Johnsons Geliebte Madeleine Duncan Brown behauptete vor ihrem Tod 2002, Johnson sei vor dem Attentat aus der Szene um die ultrarechten texanischen Ölmilliardäre vorab informiert worden. Johnsons früherer Anwalt Barr McClellan sah sogar den korrupten Politiker selbst als Drahtzieher. Auch CIA-Mann und Watergate-Einbrecher Howard Hunt, der mit den hauptverdächtigten CIA-Leuten zu tun hatte, vermutete auf dem Sterbebett Johnson an der Spitze der Befehlskette. Sogar Mafioso Ruby deutete an während seines Prozesses in einem bis 1978 zurückgehaltenen Interview an, es hätte kein Attentat gegeben, hätte der Vizepräsident Adlai Stevenson geheißen - und nicht Johnson, der Favorit der Südstaatler, der die Kennedys hasste. Doch all diese Anschuldigungen sind keine Beweise, sondern nur Vermutungen von Personen, die über die Spitze der Befehlskette nicht informiert gewesen sein dürften.

Politische Untersuchung

Johnson, der zunächst eine parlamentarische Untersuchung verhindern wollte, stellte schließlich selbst einen politischen Untersuchungsausschuss zusammen, der seine regierungsamtliche Version vom verrückten Einzeltäter bestätigen sollte, keinesfalls jedoch die Grundlage für einen Dritten Weltkrieg liefern durfte. Ebenso wenig durfte der Staat in Form von Politik, Militär oder CIA in Misskredit gebracht werden. Die Warren-Kommission stellte trotz der offenkundigen Exilkubaner-Problematik nur wenige Fragen in Richtung CIA. Auch die ultrarechten texanischen Milliardäre um Murchison wurden nicht behelligt, auch nicht dessen Geschäftspartner D.H. Byrd, dem Gründer der rechtsgerichteten Civil Air Patrol, der Oswald angehört hatte und der Eigentümer des Texas Schoolbook Depositary gewesen war, in dem Oswald gerade Arbeit gefunden hatte. Selbst die Mafia, die in Person von Jack Ruby offensichtlich verwickelt gewesen war, tauchte im Warren-Report nicht auf.

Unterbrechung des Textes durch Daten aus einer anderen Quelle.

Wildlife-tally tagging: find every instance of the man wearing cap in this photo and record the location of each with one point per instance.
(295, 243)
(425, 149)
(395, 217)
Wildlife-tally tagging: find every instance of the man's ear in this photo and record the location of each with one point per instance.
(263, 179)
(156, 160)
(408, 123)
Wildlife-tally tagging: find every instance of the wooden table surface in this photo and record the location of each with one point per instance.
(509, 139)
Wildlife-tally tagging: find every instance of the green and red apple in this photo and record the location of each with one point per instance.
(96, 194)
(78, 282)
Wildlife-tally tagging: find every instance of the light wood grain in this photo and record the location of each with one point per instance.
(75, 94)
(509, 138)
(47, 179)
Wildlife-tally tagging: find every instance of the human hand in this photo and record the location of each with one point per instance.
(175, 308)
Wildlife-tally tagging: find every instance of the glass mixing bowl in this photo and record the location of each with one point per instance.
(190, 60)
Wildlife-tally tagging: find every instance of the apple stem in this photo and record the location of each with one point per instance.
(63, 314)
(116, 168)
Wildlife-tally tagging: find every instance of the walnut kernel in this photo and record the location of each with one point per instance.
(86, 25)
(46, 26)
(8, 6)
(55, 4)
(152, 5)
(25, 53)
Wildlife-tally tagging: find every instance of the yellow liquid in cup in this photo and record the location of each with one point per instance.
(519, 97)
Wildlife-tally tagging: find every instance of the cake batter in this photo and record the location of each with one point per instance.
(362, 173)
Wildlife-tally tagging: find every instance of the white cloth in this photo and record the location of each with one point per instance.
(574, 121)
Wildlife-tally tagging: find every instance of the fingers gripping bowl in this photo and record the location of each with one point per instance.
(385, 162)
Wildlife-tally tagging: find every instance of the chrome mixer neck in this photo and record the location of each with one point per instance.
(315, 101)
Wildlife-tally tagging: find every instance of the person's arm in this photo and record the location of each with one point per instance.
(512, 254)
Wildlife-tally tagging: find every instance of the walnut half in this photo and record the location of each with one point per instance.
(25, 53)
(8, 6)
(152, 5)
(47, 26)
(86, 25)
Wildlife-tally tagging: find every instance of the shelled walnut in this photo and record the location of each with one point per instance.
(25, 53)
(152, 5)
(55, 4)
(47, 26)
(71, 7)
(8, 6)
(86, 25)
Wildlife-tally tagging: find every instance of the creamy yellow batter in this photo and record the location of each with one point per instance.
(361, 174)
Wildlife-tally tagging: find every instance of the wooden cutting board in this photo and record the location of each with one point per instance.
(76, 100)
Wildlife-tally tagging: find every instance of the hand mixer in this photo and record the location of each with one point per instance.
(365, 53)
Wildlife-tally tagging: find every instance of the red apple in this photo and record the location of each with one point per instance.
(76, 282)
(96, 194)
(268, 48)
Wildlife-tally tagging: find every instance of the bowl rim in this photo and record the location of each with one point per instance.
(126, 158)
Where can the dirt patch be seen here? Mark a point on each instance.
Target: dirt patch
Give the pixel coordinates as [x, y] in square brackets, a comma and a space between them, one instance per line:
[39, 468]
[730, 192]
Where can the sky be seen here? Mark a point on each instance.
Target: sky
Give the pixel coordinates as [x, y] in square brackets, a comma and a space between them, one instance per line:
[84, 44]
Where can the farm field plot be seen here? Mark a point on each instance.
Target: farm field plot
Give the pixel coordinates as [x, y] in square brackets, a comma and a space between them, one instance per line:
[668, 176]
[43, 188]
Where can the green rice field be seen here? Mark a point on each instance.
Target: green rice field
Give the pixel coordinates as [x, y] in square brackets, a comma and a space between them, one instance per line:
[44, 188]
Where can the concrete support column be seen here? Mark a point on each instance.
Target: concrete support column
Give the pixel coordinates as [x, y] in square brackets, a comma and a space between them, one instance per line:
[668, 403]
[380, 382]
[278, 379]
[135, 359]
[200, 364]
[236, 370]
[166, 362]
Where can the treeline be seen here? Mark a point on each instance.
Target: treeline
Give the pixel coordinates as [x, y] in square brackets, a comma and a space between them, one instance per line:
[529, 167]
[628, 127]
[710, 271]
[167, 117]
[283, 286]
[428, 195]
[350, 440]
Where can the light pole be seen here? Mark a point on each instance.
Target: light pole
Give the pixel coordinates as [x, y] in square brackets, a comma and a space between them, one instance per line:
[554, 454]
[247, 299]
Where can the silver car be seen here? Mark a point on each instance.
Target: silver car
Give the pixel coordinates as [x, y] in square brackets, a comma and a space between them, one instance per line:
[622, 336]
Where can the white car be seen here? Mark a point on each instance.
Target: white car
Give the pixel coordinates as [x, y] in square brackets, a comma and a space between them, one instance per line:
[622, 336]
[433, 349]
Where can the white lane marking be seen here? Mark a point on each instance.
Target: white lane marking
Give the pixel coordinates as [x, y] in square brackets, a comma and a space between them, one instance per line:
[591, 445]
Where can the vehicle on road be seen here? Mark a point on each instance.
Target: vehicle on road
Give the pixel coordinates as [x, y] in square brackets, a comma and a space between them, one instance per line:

Die von Ex-CIA-Chef Allen Dulles dominierte Warren-Kommission kam zu erstaunlichen Ergebnissen. Dem Angebot, den Mord einem ohnehin beseitigten Wirrkopf anzulasten, konnte sie sich schwerlich verschließen. Die Presse stellte sich dumm und machte mit. "The American people don't read." kommentierte Dulles weise. In politischen Kreisen schätzte man allerdings schon damals hinter vorgehaltener Hand den Warren-Report als das ein, was er war.